Hint given: figure out which vector points along the path.
The velocity vectors point along the path of motion of each particle, so I first found them by differentiation:
$$\mathbf{V}_1\left(t\right) = \mathbf{j}u_0 – \mathbf{k}gt$$
$$\mathbf{V}_2\left(t\right) = \mathbf{i}v_0 – \mathbf{k}gt$$
Now it makes sense to get the angle between them using a rearrangement of the dot product for vectors:
$$\cos{\theta}=\frac{\mathbf{\mathbf{V_1}}\cdot\mathbf{V_2}}{\left|\mathbf{V}_1\right|\cdot\left|\mathbf{V}_2\right|}$$
This works fine for $t=0$ , and $\theta$ = $\frac{\pi}{2}$.
I attempted a solution for $t \to \infty$ by getting limits for each component of each vector, which is fine for the first component in both cases as they are constant. The $\mathbf{k}$ component in both cases, however, is giving me trouble, as I see no other result than $\infty$ which appears to be unworkable.
I do happen to know that for $t \to \infty$ , $\cos{\theta}$ should equal 1. Some help to get to this fact would be appreciated.

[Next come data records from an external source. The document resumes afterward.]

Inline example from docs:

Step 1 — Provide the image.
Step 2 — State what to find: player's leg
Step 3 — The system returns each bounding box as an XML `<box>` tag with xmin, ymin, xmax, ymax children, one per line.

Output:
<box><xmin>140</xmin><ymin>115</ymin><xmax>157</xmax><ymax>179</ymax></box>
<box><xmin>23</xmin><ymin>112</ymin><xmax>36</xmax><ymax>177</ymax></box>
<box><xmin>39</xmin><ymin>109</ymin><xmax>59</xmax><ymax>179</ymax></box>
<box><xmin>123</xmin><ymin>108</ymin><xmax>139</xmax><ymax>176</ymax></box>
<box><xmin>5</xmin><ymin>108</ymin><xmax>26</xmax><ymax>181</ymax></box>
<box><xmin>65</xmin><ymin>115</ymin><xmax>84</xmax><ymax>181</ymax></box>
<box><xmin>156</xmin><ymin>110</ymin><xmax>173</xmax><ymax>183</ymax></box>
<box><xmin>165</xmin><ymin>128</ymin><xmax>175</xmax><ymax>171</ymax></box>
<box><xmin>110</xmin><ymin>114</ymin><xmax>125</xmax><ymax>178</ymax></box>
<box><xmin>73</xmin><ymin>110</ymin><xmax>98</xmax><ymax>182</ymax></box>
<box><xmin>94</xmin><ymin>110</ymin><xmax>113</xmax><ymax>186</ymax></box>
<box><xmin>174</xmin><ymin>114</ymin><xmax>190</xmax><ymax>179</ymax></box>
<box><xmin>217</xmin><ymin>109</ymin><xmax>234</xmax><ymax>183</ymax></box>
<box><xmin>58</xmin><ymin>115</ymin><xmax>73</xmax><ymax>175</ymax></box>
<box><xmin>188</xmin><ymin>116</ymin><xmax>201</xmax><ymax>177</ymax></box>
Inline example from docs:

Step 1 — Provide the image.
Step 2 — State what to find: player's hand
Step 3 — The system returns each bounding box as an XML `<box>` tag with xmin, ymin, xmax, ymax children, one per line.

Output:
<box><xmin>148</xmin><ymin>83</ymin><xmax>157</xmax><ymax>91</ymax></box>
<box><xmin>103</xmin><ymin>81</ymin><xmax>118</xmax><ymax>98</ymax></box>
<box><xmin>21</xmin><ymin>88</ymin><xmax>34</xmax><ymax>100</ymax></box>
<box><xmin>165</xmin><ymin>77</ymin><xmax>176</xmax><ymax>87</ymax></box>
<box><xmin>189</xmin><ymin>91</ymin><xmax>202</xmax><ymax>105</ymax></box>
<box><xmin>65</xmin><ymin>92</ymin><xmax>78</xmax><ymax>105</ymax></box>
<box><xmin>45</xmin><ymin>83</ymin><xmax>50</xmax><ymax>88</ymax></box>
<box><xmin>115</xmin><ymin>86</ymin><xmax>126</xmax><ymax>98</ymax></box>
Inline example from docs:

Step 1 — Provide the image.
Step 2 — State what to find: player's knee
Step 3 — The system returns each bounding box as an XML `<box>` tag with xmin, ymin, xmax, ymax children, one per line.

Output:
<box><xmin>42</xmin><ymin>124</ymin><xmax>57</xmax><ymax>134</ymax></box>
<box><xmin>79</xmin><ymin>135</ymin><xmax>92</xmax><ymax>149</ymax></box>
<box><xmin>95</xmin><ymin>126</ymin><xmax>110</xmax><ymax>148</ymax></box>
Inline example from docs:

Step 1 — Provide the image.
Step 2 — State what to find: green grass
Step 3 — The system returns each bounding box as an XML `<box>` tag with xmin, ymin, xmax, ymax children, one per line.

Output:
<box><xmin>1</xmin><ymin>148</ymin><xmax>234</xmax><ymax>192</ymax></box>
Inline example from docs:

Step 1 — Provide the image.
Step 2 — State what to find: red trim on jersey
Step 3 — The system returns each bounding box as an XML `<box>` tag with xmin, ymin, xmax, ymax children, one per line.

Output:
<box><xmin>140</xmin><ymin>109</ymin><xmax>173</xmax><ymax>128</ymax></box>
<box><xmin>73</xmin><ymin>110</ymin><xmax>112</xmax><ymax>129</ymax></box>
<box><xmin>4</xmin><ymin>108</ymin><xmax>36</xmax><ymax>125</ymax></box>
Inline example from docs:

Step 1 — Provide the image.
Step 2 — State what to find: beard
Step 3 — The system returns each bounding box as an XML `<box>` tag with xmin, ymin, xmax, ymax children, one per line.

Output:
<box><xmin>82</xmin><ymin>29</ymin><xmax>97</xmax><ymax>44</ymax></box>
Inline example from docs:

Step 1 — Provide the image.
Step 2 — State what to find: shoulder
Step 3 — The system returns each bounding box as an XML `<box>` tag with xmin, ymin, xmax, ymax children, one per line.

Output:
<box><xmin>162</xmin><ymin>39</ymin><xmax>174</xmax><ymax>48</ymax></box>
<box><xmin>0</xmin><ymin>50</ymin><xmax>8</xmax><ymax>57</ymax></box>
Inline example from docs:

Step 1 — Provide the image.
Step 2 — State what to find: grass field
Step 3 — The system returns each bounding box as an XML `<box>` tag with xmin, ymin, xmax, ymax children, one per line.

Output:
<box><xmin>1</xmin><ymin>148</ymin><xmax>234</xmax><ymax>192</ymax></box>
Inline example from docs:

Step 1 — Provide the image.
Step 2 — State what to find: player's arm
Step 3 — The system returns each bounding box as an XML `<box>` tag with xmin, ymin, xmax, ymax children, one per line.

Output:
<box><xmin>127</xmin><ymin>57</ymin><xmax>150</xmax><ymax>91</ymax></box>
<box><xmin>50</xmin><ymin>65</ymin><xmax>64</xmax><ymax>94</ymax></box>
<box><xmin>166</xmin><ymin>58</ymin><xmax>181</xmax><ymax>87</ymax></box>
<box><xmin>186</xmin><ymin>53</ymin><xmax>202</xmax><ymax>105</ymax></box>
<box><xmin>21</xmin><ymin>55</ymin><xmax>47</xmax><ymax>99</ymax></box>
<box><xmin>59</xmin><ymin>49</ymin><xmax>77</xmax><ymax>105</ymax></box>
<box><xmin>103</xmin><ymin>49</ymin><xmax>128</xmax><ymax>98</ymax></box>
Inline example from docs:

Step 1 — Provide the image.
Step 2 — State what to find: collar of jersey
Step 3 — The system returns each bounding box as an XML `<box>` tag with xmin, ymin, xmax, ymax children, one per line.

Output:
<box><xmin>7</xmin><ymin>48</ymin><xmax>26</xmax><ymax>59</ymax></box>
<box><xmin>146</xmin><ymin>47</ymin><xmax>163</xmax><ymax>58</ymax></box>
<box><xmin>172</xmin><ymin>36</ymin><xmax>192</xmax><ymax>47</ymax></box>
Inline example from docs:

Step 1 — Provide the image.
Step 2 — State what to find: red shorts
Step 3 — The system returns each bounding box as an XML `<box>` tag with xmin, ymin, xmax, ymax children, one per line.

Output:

Aside: Please let me know if my vector formatting in LaTeX could be improved, I'm kinda new to it.
Best Answer
We can see that $$\mathbf V_1\cdot\mathbf V_2 = g^2t^2$$ Also $$\vert \mathbf V_1\vert=\sqrt{u_0^2+g^2t^2}, \ \vert\mathbf V_2\vert=\sqrt{v_0^2+g^2t^2}$$
So we have $$\begin{align}\cos \theta&=\frac{g^2t^2}{\sqrt{u_0^2+g^2t^2}\sqrt{v_0^2+g^2t^2}}\\&=\frac{g^2}{\sqrt{\frac{u_0^2}{t^2}+g^2}\sqrt{\frac{v_0^2}{t^2}+g^2}}\end{align}$$ So at $t\rightarrow\infty$, we have $$\cos \theta=\frac{g^2}{\sqrt{g^2}\sqrt{g^2}}=1$$ OR $$\theta = 0$$